Mais « la politique des

auteurs » n’existe plus, ni le théâtre du Globe de Shakespeare. Nous sommes dans un autre moment de l’Histoire. Aujourd’hui, je ne suis pas sûr que le cinéma et le théâtre marchent encore sur leurs deux jambes. Aujourd’hui tel film ou tel spectacle se présente à nous comme marqué culturellement et esthétiquement pour tel ou tel public. Même les acteurs finissent classifiés comme « acteur de cinéma », « acteur de théâtre subventionné », « acteur de théâtre privé », « acteur de télévision », « acteur-performeur »…


Quelle est la « loi du marcheur » ?


Nicolas Bouchaud : Un jeu de mot. Une expression que j’ai volée à Jean Douchet dans un texte où il parle de Serge Daney. La loi du marcheur, c’est l’invention du temps : « Et moi qui suis un marcheur, j’ai la mémoire du marcheur, je me souviens d’un film plan par plan (…) Tout ce que j’ai écrit, c’est de l’ordre du carnet de route » dit Serge Daney. Quand on marche, on a la sensation d’un temps qui se transforme. Après quelques heures de marche, on découvre un temps à soi, pour soi. Serge Daney disait que ce que voir des films lui avait donné, c’était l’invention du temps. Inventer un temps à lui dans lequel il puisse vivre.
Parler de l’invention du temps sur un plateau de théâtre, c’est s’interroger sur l’art de l’acteur. Exister sur un plateau, c’est inventer une durée à soi, mais partageable avec d’autres. Combien de temps vais-je durer sur un plateau de théâtre ?
Combien de temps vais-je capter l’attention du spectateur ? C’est la question de la présence. On parle souvent de la « présence des acteurs » sur scène ou au cinéma. Mais dans « présence », il y a « présent ». De même que dans « représenter », il y a l’idée de « remettre au présent ». C’est bien une question de temps qui se pose pour l’acteur.
Comment densifier le présent ? Comment faire voir ou revoir un texte ? Lorsque je parle de « l’invention du temps » dans le spectacle, nous sommes au cœur de notre sujet. Au point de rencontre d’une pensée sur le cinéma et d’une pratique du théâtre.

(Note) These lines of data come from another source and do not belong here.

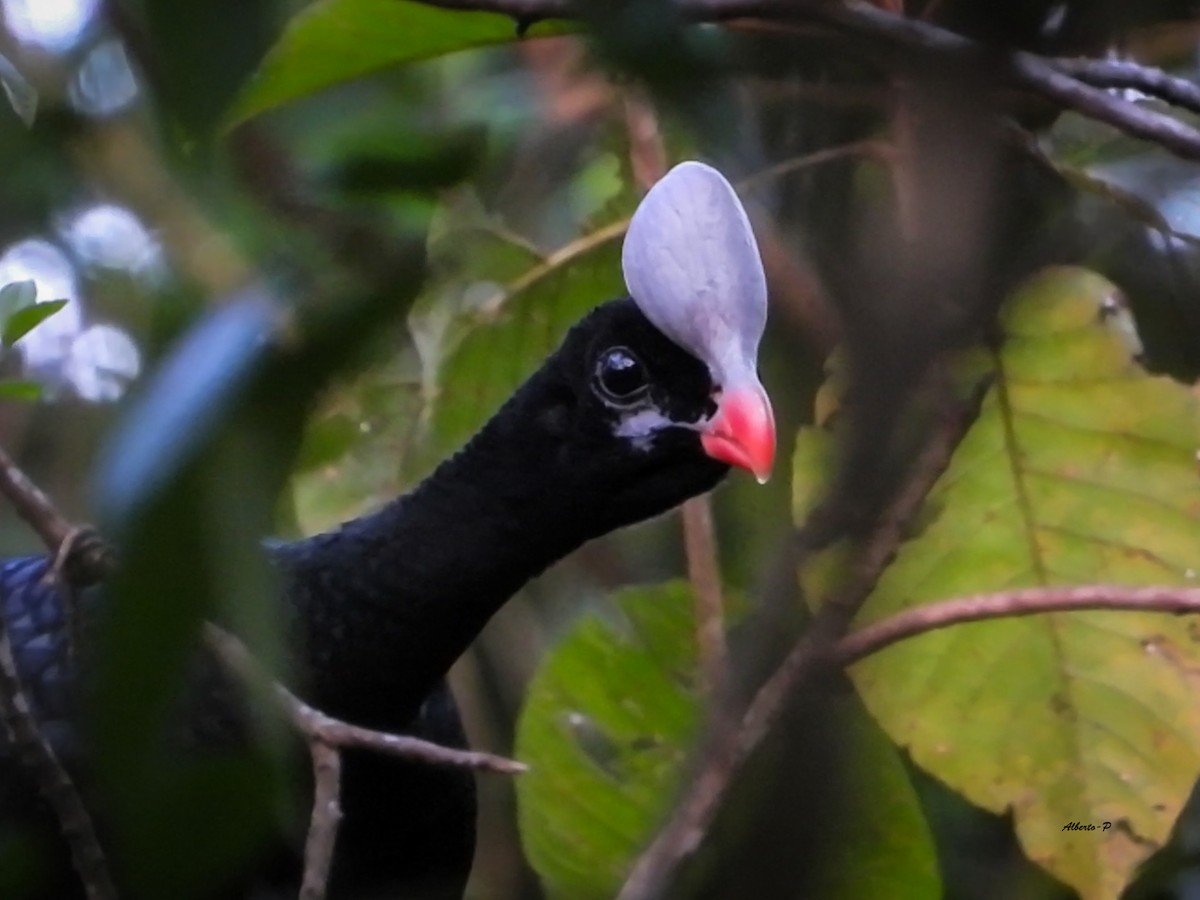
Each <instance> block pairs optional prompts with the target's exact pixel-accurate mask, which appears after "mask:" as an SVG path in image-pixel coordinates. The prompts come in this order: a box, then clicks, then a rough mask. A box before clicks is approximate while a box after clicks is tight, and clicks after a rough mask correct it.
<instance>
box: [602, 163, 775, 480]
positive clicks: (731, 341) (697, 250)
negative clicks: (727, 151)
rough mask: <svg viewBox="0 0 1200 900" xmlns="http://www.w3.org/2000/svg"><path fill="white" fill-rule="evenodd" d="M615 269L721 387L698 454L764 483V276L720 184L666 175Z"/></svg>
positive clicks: (765, 430) (739, 215) (765, 281)
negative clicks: (620, 271) (762, 365)
mask: <svg viewBox="0 0 1200 900" xmlns="http://www.w3.org/2000/svg"><path fill="white" fill-rule="evenodd" d="M622 269H623V271H624V275H625V286H626V288H629V293H630V296H632V298H634V302H636V304H637V306H638V308H641V311H642V312H643V313H644V316H646V318H648V319H649V320H650V322H652V323H653V324H654V326H655V328H658V329H659V330H660V331H662V334H665V335H666V336H667V337H670V338H671V340H672V341H674V342H676V343H677V344H679V346H680V347H683V348H684V349H685V350H688V352H690V353H691V354H692V355H695V356H696V358H697V359H700V360H701V361H702V362H704V364H706V365H707V366H708V371H709V372H710V373H712V376H713V380H714V383H715V384H718V385H719V386H720V394H719V396H718V397H716V402H718V412H716V414H715V415H714V416H713V419H712V420H710V422H709V427H708V428H707V432H704V430H702V438H703V445H704V449H706V451H707V452H709V455H712V456H714V457H715V458H719V460H722V461H724V462H728V463H731V464H734V466H742V467H743V468H748V469H750V470H751V472H754V474H755V475H756V476H757V478H758V479H760V480H761V481H762V480H766V476H767V474H768V473H769V472H770V467H772V463H773V461H774V450H775V425H774V416H773V413H772V409H770V403H769V401H768V400H767V392H766V390H763V386H762V384H761V383H760V380H758V374H757V359H758V342H760V341H761V340H762V332H763V329H764V328H766V325H767V276H766V274H764V272H763V268H762V257H761V256H760V253H758V245H757V242H756V241H755V238H754V232H752V230H751V228H750V220H749V217H748V216H746V212H745V209H744V208H743V206H742V202H740V200H739V199H738V196H737V193H734V191H733V187H732V186H731V185H730V182H728V181H726V180H725V176H724V175H721V173H719V172H718V170H716V169H714V168H713V167H712V166H706V164H704V163H702V162H683V163H679V164H678V166H676V167H674V168H673V169H671V172H668V173H667V174H666V175H664V176H662V179H661V180H660V181H659V182H658V184H656V185H654V187H652V188H650V191H649V193H647V194H646V197H644V198H643V199H642V203H641V205H638V208H637V211H635V212H634V217H632V220H631V221H630V223H629V232H628V234H626V235H625V246H624V248H623V251H622ZM726 398H727V400H728V402H726ZM751 401H754V402H751ZM727 407H728V408H727ZM751 407H752V408H751Z"/></svg>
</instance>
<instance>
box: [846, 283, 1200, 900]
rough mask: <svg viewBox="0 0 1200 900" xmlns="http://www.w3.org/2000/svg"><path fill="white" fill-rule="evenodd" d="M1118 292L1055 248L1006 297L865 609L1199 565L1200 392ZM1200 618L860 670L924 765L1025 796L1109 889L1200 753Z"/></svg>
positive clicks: (942, 655)
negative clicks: (918, 522)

Avec Daney , on passe de l’atmosphère étouffante de la F rance des an nées 50 à l’esprit de Libération. Avez-vous lu ce texte comme une réflexion sur l’histoire récente de la France ?


Nicolas Bouchaud : Ce n’est pas tant une réflexion sur l’histoire qu’une traversée picaresque de l’histoire. À la manière de Don Quichotte ou de Tristram Shandy. Cette traversée historique m’intéressait évidemment. Ce qui m’intéresse en écoutant Serge Daney, c’est la façon dont le cinéma a eu, pour lui et pour sa génération, une valeur de témoignage. À la suite d’André Bazin, Serge Daney a pu affirmer que le cinéma était un art réaliste qui, en montrant l’inhumanité, pouvait nous en prévenir. Hiroshima, mon amour, Nuit et brouillard ou Rome, ville ouverte sont des moments cruciaux, à la fois dans l’histoire de l’art et dans l’histoire tout court. Ces chocs esthétiques sont inséparables d’une prise de conscience historique et politique. Au moment de l’entretien en janvier 1992, le Front National est très haut dans les sondages.
Aujourd’hui, il remonte à nouveau. Il a même quelques représentants au sein du pouvoir en place. Quand je dis dans le spectacle : « Moi j’ai cru que l’humanité était gagnée, l’unité de l’espèce humaine était gagnée, le racisme était ridicule, aujourd’hui je pense que tout ça nous sera reposé. », cela agit comme une piqûre de rappel.